Cheat prevention is another big reason that often came up for the hardened
environment.

------
cbanek
Physical security is so important. I was really surprised when the Xbox team
moved from the RedWest campus to Studio A.

In RedWest, we had a building that was pretty much all Xbox employees, and
other Microsoft employees couldn't just badge in. In Studio A, if I remember
correctly, it was all just public access.

The consoles are everywhere, and people's offices weren't normally locked
(before most people moved into to bullpens, which didn't even have doors).
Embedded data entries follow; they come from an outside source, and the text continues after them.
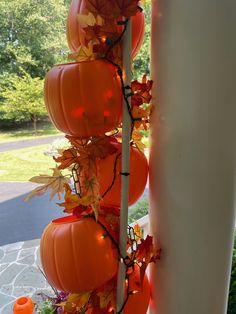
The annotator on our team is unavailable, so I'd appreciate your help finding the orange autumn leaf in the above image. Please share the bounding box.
[88,136,117,158]
[136,235,160,264]
[97,280,116,309]
[131,106,150,130]
[84,19,119,45]
[57,185,91,213]
[65,135,88,149]
[114,0,141,18]
[53,148,78,169]
[85,0,113,17]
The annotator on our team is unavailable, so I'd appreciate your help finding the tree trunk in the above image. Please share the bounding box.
[33,115,38,135]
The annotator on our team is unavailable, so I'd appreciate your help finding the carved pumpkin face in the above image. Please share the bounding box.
[40,216,118,293]
[44,60,122,138]
[67,0,145,58]
[97,143,148,207]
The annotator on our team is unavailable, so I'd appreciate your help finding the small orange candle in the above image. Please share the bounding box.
[13,297,34,314]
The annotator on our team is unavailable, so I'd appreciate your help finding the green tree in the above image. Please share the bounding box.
[133,0,151,79]
[0,73,47,133]
[0,0,68,78]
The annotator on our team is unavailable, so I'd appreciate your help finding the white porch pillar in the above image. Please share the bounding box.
[150,0,236,314]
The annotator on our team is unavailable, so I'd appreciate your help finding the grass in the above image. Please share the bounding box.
[0,123,61,143]
[0,145,55,181]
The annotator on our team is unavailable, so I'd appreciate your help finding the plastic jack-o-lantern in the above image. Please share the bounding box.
[67,0,145,58]
[44,60,122,138]
[40,216,118,293]
[97,143,148,207]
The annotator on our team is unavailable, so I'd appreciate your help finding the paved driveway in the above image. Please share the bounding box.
[0,135,63,152]
[0,136,63,246]
[0,182,66,246]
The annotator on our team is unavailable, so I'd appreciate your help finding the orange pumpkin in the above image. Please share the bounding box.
[124,268,151,314]
[44,60,122,138]
[40,216,118,293]
[67,0,145,58]
[97,143,148,207]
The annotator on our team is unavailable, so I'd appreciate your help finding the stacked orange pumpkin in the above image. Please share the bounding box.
[41,0,149,314]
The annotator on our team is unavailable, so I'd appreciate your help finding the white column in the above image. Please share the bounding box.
[150,0,236,314]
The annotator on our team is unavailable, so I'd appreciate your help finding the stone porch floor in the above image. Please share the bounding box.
[0,240,54,314]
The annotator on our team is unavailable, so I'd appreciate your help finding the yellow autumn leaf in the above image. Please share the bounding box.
[57,192,92,210]
[77,12,103,28]
[24,167,70,202]
[77,12,97,28]
[134,223,143,240]
[132,130,146,151]
[68,41,94,62]
[68,292,91,308]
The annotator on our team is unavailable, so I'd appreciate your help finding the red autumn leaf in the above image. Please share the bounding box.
[114,0,140,18]
[53,148,78,169]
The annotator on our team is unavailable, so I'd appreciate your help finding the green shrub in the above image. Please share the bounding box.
[227,231,236,314]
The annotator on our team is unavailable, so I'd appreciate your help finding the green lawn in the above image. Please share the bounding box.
[0,123,61,143]
[0,145,55,181]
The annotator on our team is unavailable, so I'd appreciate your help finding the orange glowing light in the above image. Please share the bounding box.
[105,89,113,99]
[101,36,107,43]
[72,107,85,118]
[103,110,110,118]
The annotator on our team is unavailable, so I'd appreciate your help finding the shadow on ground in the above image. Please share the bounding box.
[0,193,63,246]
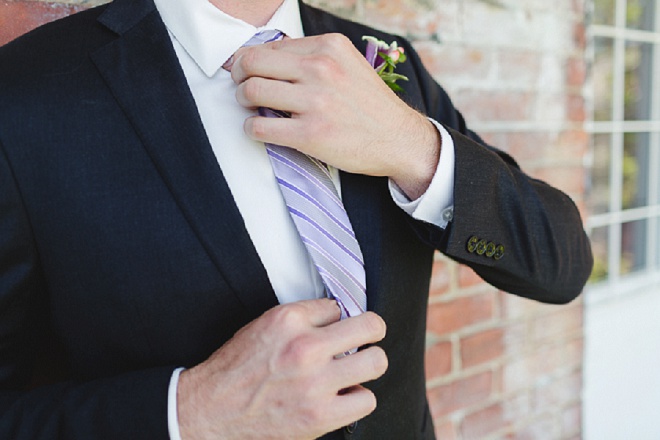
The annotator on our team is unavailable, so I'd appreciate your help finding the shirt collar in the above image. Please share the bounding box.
[155,0,304,78]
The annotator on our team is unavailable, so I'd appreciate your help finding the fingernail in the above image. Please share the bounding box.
[222,55,235,72]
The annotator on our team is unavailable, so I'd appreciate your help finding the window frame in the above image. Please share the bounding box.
[585,0,660,302]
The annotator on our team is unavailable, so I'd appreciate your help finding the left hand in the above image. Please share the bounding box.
[231,34,440,199]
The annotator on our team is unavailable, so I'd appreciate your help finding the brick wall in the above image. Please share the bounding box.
[0,0,588,440]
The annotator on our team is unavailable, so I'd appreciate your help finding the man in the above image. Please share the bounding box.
[0,0,592,440]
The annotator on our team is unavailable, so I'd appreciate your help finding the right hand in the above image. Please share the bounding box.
[177,299,387,440]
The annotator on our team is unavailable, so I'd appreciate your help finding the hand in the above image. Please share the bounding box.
[231,34,440,199]
[177,299,387,440]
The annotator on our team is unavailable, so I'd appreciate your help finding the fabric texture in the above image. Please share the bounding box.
[0,0,592,440]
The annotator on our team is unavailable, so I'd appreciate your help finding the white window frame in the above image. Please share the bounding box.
[585,0,660,303]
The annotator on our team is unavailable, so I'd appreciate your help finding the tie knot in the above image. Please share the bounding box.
[222,29,284,71]
[243,29,284,47]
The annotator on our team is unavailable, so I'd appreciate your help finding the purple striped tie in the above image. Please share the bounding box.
[231,30,367,319]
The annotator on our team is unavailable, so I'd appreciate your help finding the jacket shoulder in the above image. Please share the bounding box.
[0,5,112,83]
For the most part, you can trust the employees. We had take home consoles that
were signed with the proper keys to run retail games, but could also be
debugged and get crash logs, and those were fairly safe and well tracked. (You
were told, don't let your friends see/play them) But you can't trust anyone
else who just randomly enters the building, and with teams so big that you
don't know everyone, politely holding the door open for someone is just asking
for it.

Source: I worked on the Xbox 360 team.

------
blancotech
Really great article. As someone who first became interested in computer
science from Xbox “hacking” and JTAGing 360s this shows an alternative path
that would have been easy to go down. When you become enveloped by the status
you attain in forums, meet sketchy “friends” online, and start getting easy
money, then the path of least resistance becomes the one in this article.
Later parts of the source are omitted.